According to the S&P Case-Shiller 20-City Home Price Index, average U.S. home prices experienced a slight decline in May. The decrease was -1.70 percent, which was slightly better than the expected -1.90 percent drop and the previous month’s reading of -1.70 percent. Notably, the top three cities with the highest year-over-year home price growth were Chicago, Illinois, with a growth rate of 4.60 percent, Cleveland, Ohio, with a growth rate of 3.90 percent, and New York City, where home prices rose by 3.50 percent.

Previously Owned Home Sales Decline:

The sales of previously owned homes decreased due to high demand and limited housing supply. While some homeowners held off on selling their homes in anticipation of lower mortgage rates, prospective buyers were not deterred by the rising rates, which approached 7 percent recently.

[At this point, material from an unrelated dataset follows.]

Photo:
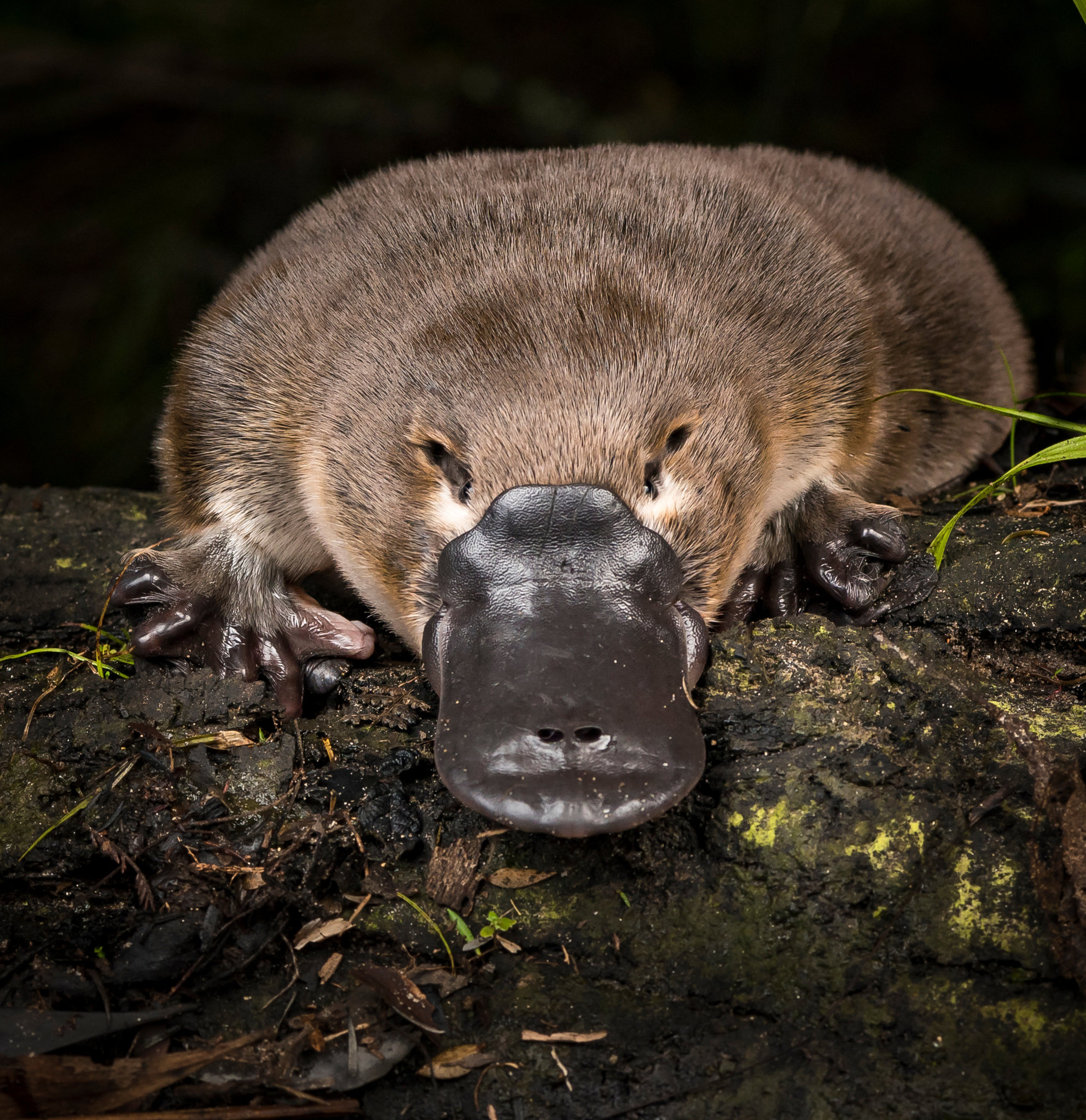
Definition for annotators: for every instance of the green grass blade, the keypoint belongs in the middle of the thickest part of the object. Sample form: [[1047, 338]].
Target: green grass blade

New Home Sales also Affected:

New home sales in June fell to a seasonally adjusted annual pace of 697,000 sales, below analysts’ estimates of 725,000 sales and May’s reading of 715,000 new home sales. The challenges of affordability, stemming from higher home prices in popular metropolitan areas and increasing mortgage rates, particularly affected first-time and moderate-income home buyers.

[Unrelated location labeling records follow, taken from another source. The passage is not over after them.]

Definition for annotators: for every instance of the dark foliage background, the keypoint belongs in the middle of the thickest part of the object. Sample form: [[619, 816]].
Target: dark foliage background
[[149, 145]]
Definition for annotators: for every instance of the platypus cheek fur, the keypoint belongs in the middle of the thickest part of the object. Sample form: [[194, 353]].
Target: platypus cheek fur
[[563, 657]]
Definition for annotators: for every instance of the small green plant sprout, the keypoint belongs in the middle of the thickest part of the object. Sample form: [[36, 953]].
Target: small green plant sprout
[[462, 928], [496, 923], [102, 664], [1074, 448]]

Mortgage Rates Continue to Rise:

Freddie Mac reported that mortgage rates increased for the fourth consecutive week. The average rate for 30-year fixed-rate mortgages rose by three basis points to 6.81 percent, while the average rate for 15-year fixed-rate mortgages was five basis points higher at 6.11 percent.

Jobless Claims Decrease:

On a positive note, first-time jobless claims fell to 221,000 claims, a decline from the previous week’s reading of 228,000 claims filed.

Upcoming Economic Reports:

Looking ahead, this week’s economic reporting will include data on construction spending, public and private-sector payrolls, and the national unemployment rate. Additionally, weekly readings on mortgage rates and first-time jobless claims will be released, providing further insights into the current economic landscape.